Kyle Corry

Projects Research Recipes

Offline Temperature Prediction Using Historical Data

2023-08-05

Knowing what the temperature will be like in the future can be very helpful when planning a trip. In this article, I'll cover the system used in Trail Sense, which allows for offline temperature prediction using historical data. This system can predict the temperature at any time, location, and elevation all while running offline and using minimal processing power and storage.

Compressed climate normal data map Compressed climate normal data map

Background

Climate Normals

Climate normals are the average values of meteorological variables over a 30 year period. On average, the weather in a given location will be similar to the climate normals for that location. For example, if the climate normals for a location show that the average temperature in July is 20°C, then the weather in July will likely be around 20°C.

The climate normals I focused on are the monthly average high and low temperatures. These are the average high and low temperatures for each month over a 30 year period.

Phone Thermometers

Most smartphones have a thermometer built into them. This thermometer is used to measure the temperature of the device itself, not the ambient temperature. While the temperature of the device is impacted by the ambient temperature, the largest contributor to the temperature of the device is the heat generated by the CPU and battery. This means that the temperature of the device is not a good indicator of the ambient temperature because just using the device will cause the temperature to rise.

Calibration of this may be possible, but it would require a lot of data collection and would be very device specific.

Bilinear Interpolation

Bilinear interpolation is a method of interpolating between two points in a two-dimensional space. This technique can be used to interpolate the value of a pixel in an image based on the values of the surrounding pixels. If the pixel values smoothly transition from one value to another, then the interpolated value will be close to the actual value. This technique can be useful for geographic data, such as temperature, because it does not normally change drastically over short distances.

Cubic Interpolation

Cubic interpolation is a method of interpolating between two points in a one-dimensional space. This technique can be used to smooth out a set of data points. For example, if you have one temperature data point per month, you can use cubic interpolation to get a temperature for any day of the month. The advantage of cubic interpolation over linear interpolation is that it is smoother and does not have any sharp corners, therefore it better aligns to how temperature changes over time.

Hourly Temperatures

Typically, the temperature is lowest right before sunrise and highest a few hours after noon (let's say 3PM). A rough approximation can be made by splitting the interpolation into two segments. The first segment is between the high temperature at 3PM and the low temperature at sunrise (next day). A quadratic interpolation can be used between high and low temperatures. The second segment is between the low temperature at sunrise and the high temperature at 3PM. A sine interpolation can be used between low and high temperatures.
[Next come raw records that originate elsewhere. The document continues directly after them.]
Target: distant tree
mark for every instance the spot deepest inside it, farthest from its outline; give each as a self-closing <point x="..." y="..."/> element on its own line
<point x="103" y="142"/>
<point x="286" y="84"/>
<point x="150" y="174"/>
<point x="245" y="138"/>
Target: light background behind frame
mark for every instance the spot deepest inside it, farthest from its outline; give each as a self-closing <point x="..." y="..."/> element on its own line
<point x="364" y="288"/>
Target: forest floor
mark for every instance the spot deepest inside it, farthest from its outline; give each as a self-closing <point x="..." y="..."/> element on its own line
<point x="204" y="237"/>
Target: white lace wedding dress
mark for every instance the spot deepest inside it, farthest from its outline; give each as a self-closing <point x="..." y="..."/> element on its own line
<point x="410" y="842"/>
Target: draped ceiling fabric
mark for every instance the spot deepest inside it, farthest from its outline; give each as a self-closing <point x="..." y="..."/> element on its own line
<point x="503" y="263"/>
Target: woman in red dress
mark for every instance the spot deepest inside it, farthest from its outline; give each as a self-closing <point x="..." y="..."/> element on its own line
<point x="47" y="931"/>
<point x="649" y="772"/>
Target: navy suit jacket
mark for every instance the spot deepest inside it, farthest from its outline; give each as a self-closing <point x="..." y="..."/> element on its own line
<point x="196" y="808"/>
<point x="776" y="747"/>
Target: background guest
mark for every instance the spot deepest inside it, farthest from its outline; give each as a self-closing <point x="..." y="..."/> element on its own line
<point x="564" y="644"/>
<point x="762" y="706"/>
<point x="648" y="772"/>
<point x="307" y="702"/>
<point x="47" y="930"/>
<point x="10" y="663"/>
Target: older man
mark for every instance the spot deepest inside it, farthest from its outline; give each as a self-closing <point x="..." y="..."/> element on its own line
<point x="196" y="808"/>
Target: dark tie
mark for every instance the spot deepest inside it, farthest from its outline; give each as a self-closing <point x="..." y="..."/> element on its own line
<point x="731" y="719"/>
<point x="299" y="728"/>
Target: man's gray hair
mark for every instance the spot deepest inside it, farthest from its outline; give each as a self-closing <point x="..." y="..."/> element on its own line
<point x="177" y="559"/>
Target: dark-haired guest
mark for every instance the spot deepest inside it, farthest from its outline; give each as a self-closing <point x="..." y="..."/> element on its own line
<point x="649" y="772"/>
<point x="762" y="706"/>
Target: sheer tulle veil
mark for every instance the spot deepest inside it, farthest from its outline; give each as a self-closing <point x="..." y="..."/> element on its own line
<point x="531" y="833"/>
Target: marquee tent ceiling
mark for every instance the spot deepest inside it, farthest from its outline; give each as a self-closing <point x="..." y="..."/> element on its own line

While this isn't an exact representation, I found it does a good job of approximating the temperature throughout the day.

Elevation and Temperature

The temperature decreases as elevation increases. The rate of decrease is about 0.0065°C per meter. This means that the temperature at sea level will be 6.5°C higher than the temperature at an elevation of 1000 meters. The following formulas can be used: sea_level_temperature = temperature + (elevation * 0.0065) temperature = sea_level_temperature - (elevation * 0.0065)

Solution

At a high level, the monthly average high and low temperatures are encoded as geographic images. Using image compression, the entire model can be stored in less than 300KB. At runtime, the pixel corresponding to the desired location can be extracted from the image and interpolation can be used to get the temperature at any time. [1]

Image generation

  1. Download the monthly average high and low temperatures for the last 30 years from MERRA2. These temperatures do not account for elevation. [2]

  2. Download the elevation data from ETOPO. This data also includes bathymetry, which is not needed and if factored in, it will lead to inaccurate values over bodies of water and near the coast. [3]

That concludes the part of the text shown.